The tiny restaurant is located on a corner of a building with seats sprawled into the alleyway. It appeared popular among the locals as almost all the tables were filled and there were many motorcyclists getting a to-go version of the meal during our meal. I guess this is Vietnam’s analog to drive-throughs?
We ordered the most popular dish, bánh mì ốp la, from a menu of only a handful of other dishes. Bánh mì means bread and ốp la means sunny side up eggs. However this restaurant throws in some extra goodies like sausage, tofu-like meat and some pink pâté for the crispy baguette.
The meal tastes like what you expect from looking at the pictures. Personally, there were no tastes I haven’t tasted before that would make me “Weins Face”, but I still recommend this bánh mì ốp la over other restaurants’ that just give you literally bread and engs.
On the Road Again
By now, travelling airplane-length bus rides has become routine. We boarded our bus and started our five-hour journey to Mui Ne.

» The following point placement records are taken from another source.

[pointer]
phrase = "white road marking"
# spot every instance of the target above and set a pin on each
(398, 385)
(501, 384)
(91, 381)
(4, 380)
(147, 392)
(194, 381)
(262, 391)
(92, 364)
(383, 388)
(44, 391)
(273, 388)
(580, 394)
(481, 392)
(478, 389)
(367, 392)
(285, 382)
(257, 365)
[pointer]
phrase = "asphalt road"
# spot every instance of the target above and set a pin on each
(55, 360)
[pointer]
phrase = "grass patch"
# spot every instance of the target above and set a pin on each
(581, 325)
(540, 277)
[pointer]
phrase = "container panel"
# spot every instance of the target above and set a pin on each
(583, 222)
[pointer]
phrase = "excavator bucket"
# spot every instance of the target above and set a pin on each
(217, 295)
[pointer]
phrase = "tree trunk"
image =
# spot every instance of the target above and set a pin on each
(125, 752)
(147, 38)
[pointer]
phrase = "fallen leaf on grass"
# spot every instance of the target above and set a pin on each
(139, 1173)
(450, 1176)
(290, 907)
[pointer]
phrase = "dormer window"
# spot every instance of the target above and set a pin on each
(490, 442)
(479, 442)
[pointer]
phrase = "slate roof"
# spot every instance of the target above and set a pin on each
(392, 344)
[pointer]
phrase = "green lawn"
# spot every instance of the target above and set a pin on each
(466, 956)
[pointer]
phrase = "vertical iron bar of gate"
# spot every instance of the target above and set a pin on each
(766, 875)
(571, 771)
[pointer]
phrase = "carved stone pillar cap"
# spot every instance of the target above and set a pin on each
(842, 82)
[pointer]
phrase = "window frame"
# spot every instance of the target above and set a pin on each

Just a few observations: the Vietnam countryside has many rubber plantations (rubber is one of Vietnam’s top exports). It is very reminiscent of Cambodia including the building style and people in lounging around in hammocks. I did notice that that the Vietnam countryside looks much more green and less dusty due to better paved roads.
Russian Signs Everywhere
We arrived at Mui Ne Hills Budget Hotel, which unlike the hostel in Ho Chi Minh, was very cramped and dim. The all-tile bathroom looked like something out of a Saw movie.
Our hostel is located two hours away from Mui Ne proper on a street full of overpriced and mostly empty tourist restaurants. Apparently Mui Ne is a very popular place to visit for Russians because of its weather and proximity so most establishments had Cyrillic on their signs and menus.
Something about towns losing their locality and being catered toward tourists puts me off. In addition to relatively expensive Vietnamese food, all the restaurants also served spaghetti, pizza, and burgers.
We reluctantly entered a tourist restaurant due to hunger and flipped through the menu while the waitress awkwardly hovered over our shoulder.
Lost and Found
Thankfully, Jon realized his camera was missing so we had an excuse to leave the restaurant.
By this time it was pitch black. Since we had a busy schedule the next day we had to find the camera by night.
We backtracked all the way back to the beach and amazingly we found the camera using our phone’s flashlight.
Hooray, drinks on Jon for finding his camera! By drinks, we mean bottled water for the next day.
We still needed dinner but this time we decided to avoid all the touristy restaurants and choose a lower-priced one near our hostel. From our experience so far, restaurant orders take quite a while in Vietnam. However, this definitely did not prepare us for the hour wait. It felt like they were raising the pigs and harvesting the rice for our meal.
In a larger city, this wait time would be unacceptable, but in a resort town on the countryside, I guess one has all the time in the world.